For the sign of Easter is not the empty tomb, or the folded burial clothes or an empty cross – but a body, Jesus’ body – a seed sown in the earth for three days, now sprouts with new life… Jesus steps forth from the tomb wounded, but undefeated, forever scarred by, but alive!  Jesus lives and so do you. 
            It’s not until Mary runs and falls worshipping those eternal scars on Jesus’ feet that she truly believes.  Fear. Doubt. Sin. Death.  The former things are gone. Leave your sins, your fear, your doubt – leave it all behind with Jesus in His tomb.  Your sins are paid for.  Your pain has been endured.  You fear and death have been swallowed up forever.  So, go quickly with Mary to worship at Jesus’ feet.  What else could you do?
             It’s the beginning of every knee and every tongue confessing, holding on for dear life to Jesus’ feet.  The feet that plunged into Jordan’s Baptismal streams for you; the feet that journeyed the wilderness for you; the feet that walked trembling to Calvary to be pierced for you; the feet that walked out of the grave for you.  How beautiful are the feet that bear Good News, for Mary, for the disciples, for you.  There, at the feet of Jesus, Mary finally understood.
            And this Easter day, we run with Mary and the disciples – not to the empty tomb; He’s not here; He is risen – don’t walk, run to the place where Jesus now stands alive and well for you: to the waters of Baptism, where Satan’s chariots lie in ruins and Jesus splashes His resurrection on your forehead.  To His Word, where His resurrection is  preached, sung, shouted into your ears.  To His Altar, Where the Lamb Slain and Risen comes and spreads His Easter victory feast. 
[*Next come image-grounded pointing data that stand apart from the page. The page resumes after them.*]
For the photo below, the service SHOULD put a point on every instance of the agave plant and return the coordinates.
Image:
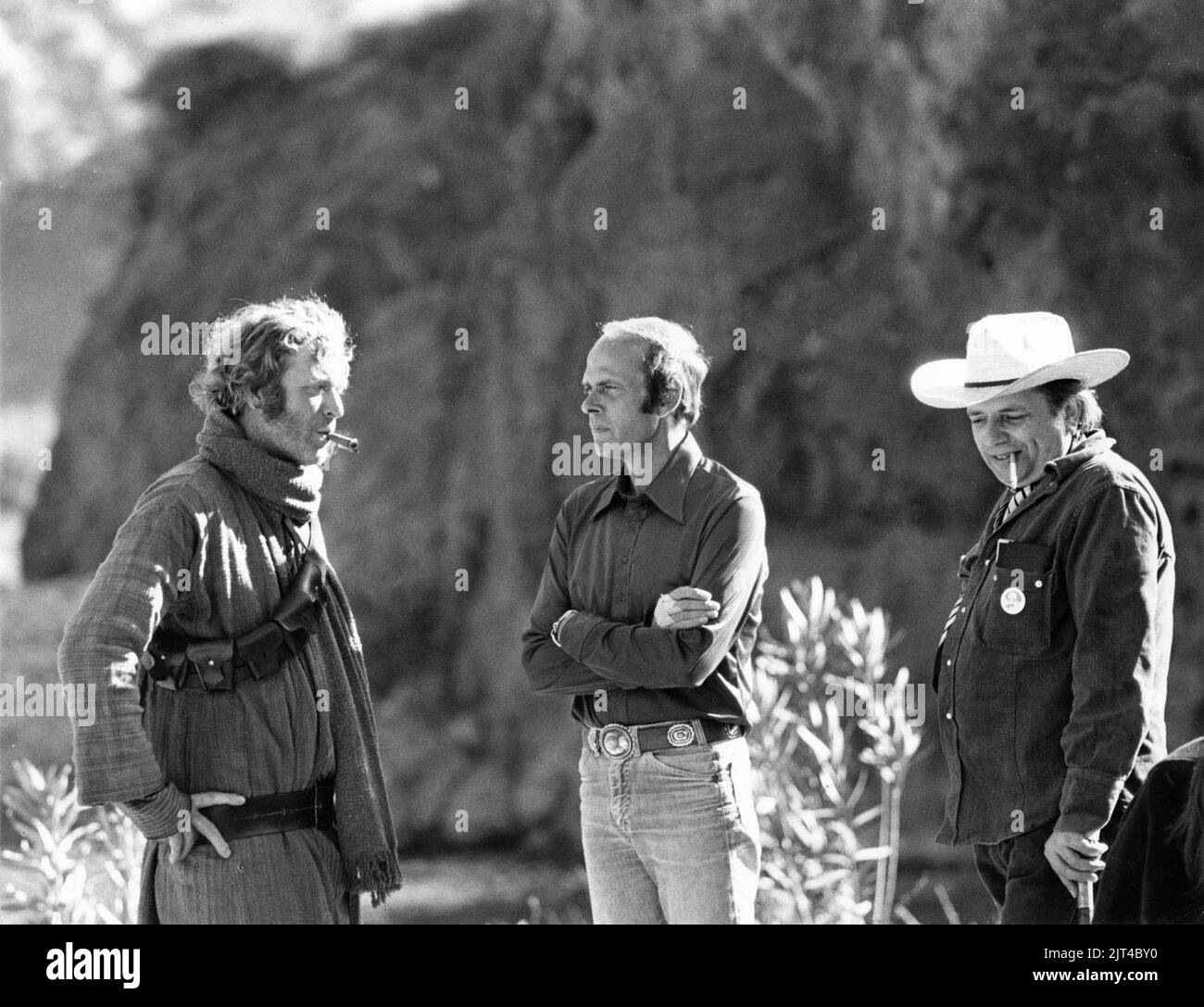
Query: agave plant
(832, 759)
(71, 863)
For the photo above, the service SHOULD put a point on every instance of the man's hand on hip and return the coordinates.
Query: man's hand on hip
(685, 609)
(1074, 858)
(182, 843)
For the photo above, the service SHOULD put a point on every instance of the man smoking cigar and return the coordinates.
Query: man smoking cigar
(1051, 673)
(232, 699)
(646, 616)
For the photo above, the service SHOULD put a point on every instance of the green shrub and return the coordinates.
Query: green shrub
(830, 783)
(72, 863)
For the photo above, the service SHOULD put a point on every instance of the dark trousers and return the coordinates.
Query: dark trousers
(1022, 885)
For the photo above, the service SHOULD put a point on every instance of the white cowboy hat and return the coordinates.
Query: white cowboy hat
(1010, 353)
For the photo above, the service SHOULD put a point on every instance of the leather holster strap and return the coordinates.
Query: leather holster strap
(309, 809)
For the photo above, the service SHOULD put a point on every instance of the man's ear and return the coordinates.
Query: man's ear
(1072, 414)
(671, 397)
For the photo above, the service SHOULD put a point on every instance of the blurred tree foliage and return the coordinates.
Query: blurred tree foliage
(755, 220)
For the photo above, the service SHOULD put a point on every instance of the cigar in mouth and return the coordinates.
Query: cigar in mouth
(345, 442)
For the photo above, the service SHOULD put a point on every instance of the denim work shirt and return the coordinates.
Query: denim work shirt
(1054, 709)
(614, 552)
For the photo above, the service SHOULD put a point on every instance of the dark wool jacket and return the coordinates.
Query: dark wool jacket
(1054, 711)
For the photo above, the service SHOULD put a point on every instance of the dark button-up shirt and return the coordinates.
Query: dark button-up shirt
(1054, 709)
(613, 554)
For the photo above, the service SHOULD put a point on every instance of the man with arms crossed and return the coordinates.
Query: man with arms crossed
(232, 700)
(1051, 673)
(646, 616)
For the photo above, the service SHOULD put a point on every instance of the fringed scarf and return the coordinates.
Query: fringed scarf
(361, 815)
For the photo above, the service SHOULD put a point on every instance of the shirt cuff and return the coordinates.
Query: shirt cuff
(574, 633)
(1087, 801)
(157, 815)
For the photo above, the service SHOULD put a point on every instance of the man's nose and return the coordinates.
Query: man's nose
(995, 432)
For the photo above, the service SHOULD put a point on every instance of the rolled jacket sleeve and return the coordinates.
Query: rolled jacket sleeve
(729, 566)
(101, 648)
(1112, 592)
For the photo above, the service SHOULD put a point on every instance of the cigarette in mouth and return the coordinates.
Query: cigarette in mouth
(345, 442)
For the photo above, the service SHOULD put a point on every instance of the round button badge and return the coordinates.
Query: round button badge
(1012, 601)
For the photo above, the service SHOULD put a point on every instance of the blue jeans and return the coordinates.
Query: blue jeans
(671, 837)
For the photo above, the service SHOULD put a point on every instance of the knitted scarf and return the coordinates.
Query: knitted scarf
(361, 813)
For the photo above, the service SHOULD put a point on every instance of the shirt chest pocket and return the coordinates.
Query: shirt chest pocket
(1016, 619)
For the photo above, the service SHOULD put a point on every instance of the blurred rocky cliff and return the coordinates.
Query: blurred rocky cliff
(743, 155)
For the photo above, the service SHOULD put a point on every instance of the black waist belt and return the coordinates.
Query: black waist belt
(619, 741)
(309, 809)
(175, 661)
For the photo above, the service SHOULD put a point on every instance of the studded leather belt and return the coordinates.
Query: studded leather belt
(309, 809)
(619, 741)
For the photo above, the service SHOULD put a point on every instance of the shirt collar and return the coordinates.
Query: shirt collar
(1060, 469)
(667, 490)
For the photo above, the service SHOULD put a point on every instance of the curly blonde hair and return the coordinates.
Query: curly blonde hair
(266, 336)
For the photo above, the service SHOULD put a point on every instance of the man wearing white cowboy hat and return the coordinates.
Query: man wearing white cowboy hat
(1051, 673)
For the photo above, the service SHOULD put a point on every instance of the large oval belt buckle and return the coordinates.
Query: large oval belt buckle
(681, 735)
(615, 741)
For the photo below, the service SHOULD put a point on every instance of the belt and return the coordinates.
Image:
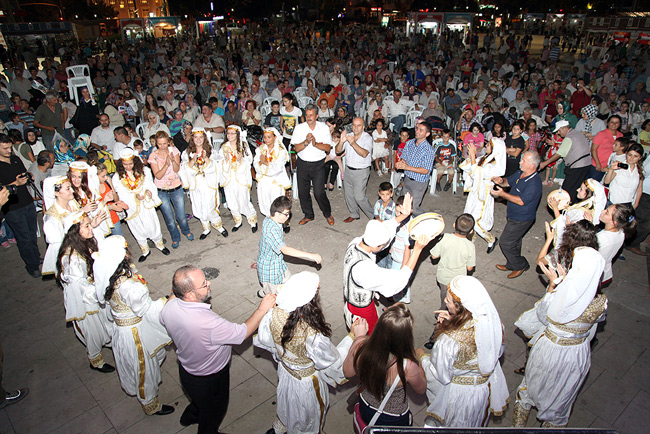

            For the night of mourning is muted with shouts of joy.  Our fearful, grieving tears are drown in Alleluias.  A shameful morning walk that once began in the cool of the Garden now ends with the dawn of the first day of the week – the never-ending day.  Mary, who sat doubtful and afraid, now worships Jesus and can’t help but tell the Good News.  Weep not, o sinner – today is no day for sorrowful tears.  For the Marys found no body to anoint with spices, no cold flesh to warm with their tears.  The tomb was swept clean, ready for occupancy, but not for our God.  The grave could not hold Jesus and neither will it hold you.  Come quickly.  Christ is risen, He is here, just as He promised. 
In the Name of the Father and of the T Son and of the Holy Spirit. Amen.